Video generation models as world simulators

2 min read Original article ↗

This technical report focuses on (1) our method for turning visual data of all types into a unified representation that enables large-scale training of generative models, and (2) qualitative evaluation of Sora’s capabilities and limitations. Model and implementation details are not included in this report.

Much prior work has studied generative modeling of video data using a variety of methods, including recurrent networks,1, 2, 3 generative adversarial networks,4, 5, 6, 7 autoregressive transformers,8, 9 and diffusion models.10, 11, 12 These works often focus on a narrow category of visual data, on shorter videos, or on videos of a fixed size. Sora is a generalist model of visual data—it can generate videos and images spanning diverse durations, aspect ratios and resolutions, up to a full minute of high definition video.

We take inspiration from large language models which acquire generalist capabilities by training on internet-scale data.13, 14 The success of the LLM paradigm is enabled in part by the use of tokens that elegantly unify diverse modalities of text—code, math and various natural languages. In this work, we consider how generative models of visual data can inherit such benefits. Whereas LLMs have text tokens, Sora has visual patches. Patches have previously been shown to be an effective representation for models of visual data.15, 16, 17, 18 We find that patches are a highly-scalable and effective representation for training generative models on diverse types of videos and images.

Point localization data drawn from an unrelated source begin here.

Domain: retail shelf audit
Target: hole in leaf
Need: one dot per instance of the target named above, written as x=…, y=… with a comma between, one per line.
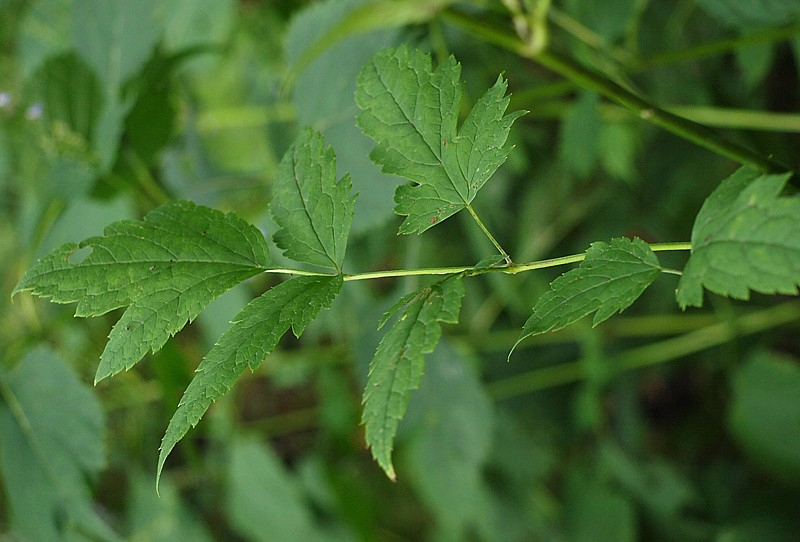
x=79, y=255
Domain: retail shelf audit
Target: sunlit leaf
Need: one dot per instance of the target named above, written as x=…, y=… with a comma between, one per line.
x=254, y=333
x=166, y=269
x=412, y=110
x=397, y=367
x=745, y=238
x=612, y=276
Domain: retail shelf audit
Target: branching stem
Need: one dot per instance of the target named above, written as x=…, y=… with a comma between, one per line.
x=587, y=78
x=511, y=269
x=488, y=234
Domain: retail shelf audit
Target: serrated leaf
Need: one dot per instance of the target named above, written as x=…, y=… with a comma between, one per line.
x=611, y=277
x=451, y=440
x=750, y=13
x=51, y=445
x=166, y=269
x=396, y=369
x=254, y=333
x=744, y=238
x=312, y=208
x=412, y=112
x=764, y=413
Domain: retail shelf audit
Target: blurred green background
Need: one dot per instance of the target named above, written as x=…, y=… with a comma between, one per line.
x=657, y=425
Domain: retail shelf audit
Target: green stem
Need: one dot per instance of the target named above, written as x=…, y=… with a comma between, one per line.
x=511, y=269
x=586, y=78
x=488, y=233
x=651, y=354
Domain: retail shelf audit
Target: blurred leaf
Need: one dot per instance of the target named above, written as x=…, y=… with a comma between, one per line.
x=580, y=135
x=51, y=443
x=609, y=18
x=754, y=63
x=764, y=415
x=254, y=333
x=44, y=32
x=323, y=97
x=750, y=13
x=163, y=517
x=657, y=484
x=397, y=367
x=85, y=217
x=166, y=268
x=265, y=502
x=152, y=121
x=115, y=37
x=411, y=111
x=744, y=238
x=595, y=511
x=68, y=92
x=451, y=441
x=608, y=281
x=313, y=209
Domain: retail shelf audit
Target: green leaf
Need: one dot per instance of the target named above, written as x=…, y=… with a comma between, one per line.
x=254, y=333
x=612, y=276
x=265, y=501
x=744, y=238
x=51, y=443
x=160, y=518
x=764, y=416
x=115, y=36
x=580, y=135
x=337, y=67
x=750, y=13
x=313, y=210
x=412, y=112
x=166, y=269
x=397, y=367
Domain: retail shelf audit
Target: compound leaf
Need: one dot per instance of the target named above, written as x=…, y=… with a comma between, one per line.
x=166, y=269
x=611, y=277
x=412, y=112
x=254, y=333
x=744, y=238
x=396, y=369
x=313, y=210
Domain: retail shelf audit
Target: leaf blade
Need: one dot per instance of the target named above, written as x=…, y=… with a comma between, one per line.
x=398, y=364
x=411, y=111
x=166, y=269
x=745, y=238
x=313, y=209
x=51, y=442
x=254, y=333
x=611, y=277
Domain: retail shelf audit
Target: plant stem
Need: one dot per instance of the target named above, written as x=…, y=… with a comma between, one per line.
x=488, y=233
x=651, y=354
x=511, y=269
x=586, y=78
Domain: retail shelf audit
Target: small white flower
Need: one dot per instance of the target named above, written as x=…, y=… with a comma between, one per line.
x=34, y=111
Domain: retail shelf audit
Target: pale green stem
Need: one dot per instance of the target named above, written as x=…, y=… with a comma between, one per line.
x=512, y=269
x=488, y=233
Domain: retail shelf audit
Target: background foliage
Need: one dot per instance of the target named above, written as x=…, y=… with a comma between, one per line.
x=657, y=425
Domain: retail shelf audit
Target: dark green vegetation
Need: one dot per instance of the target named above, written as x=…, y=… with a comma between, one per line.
x=678, y=420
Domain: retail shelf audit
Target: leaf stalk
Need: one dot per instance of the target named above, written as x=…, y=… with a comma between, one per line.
x=511, y=269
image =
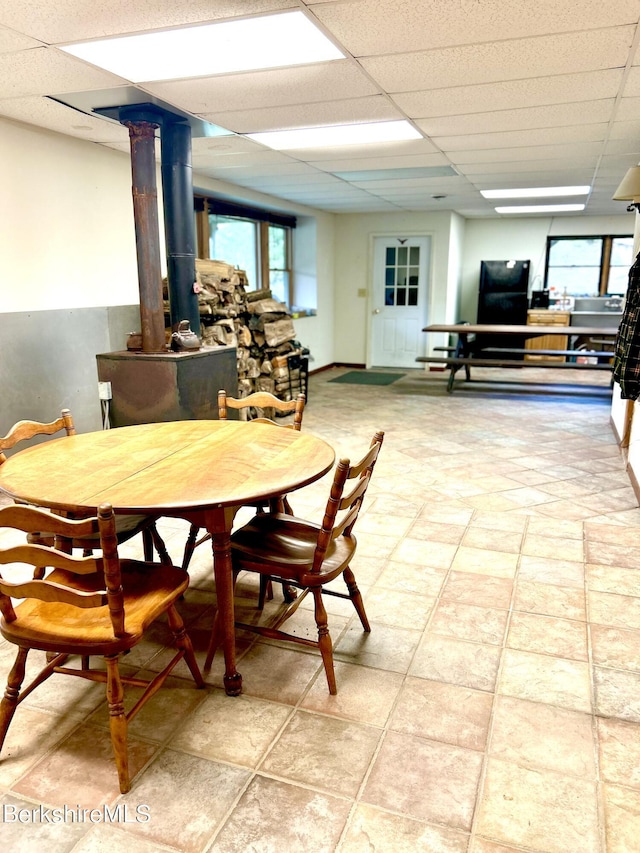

Sora is a diffusion model21, 22, 23, 24, 25; given input noisy patches (and conditioning information like text prompts), it’s trained to predict the original “clean” patches. Importantly, Sora is a diffusion transformer.26 Transformers have demonstrated remarkable scaling properties across a variety of domains, including language modeling,13, 14 computer vision,15, 16, 17, 18 and image generation.27, 28, 29

Long-range coherence and object permanence. A significant challenge for video generation systems has been maintaining temporal consistency when sampling long videos. We find that Sora is often, though not always, able to effectively model both short- and long-range dependencies. For example, our model can persist people, animals and objects even when they are occluded or leave the frame. Likewise, it can generate multiple shots of the same character in a single sample, maintaining their appearance throughout the video.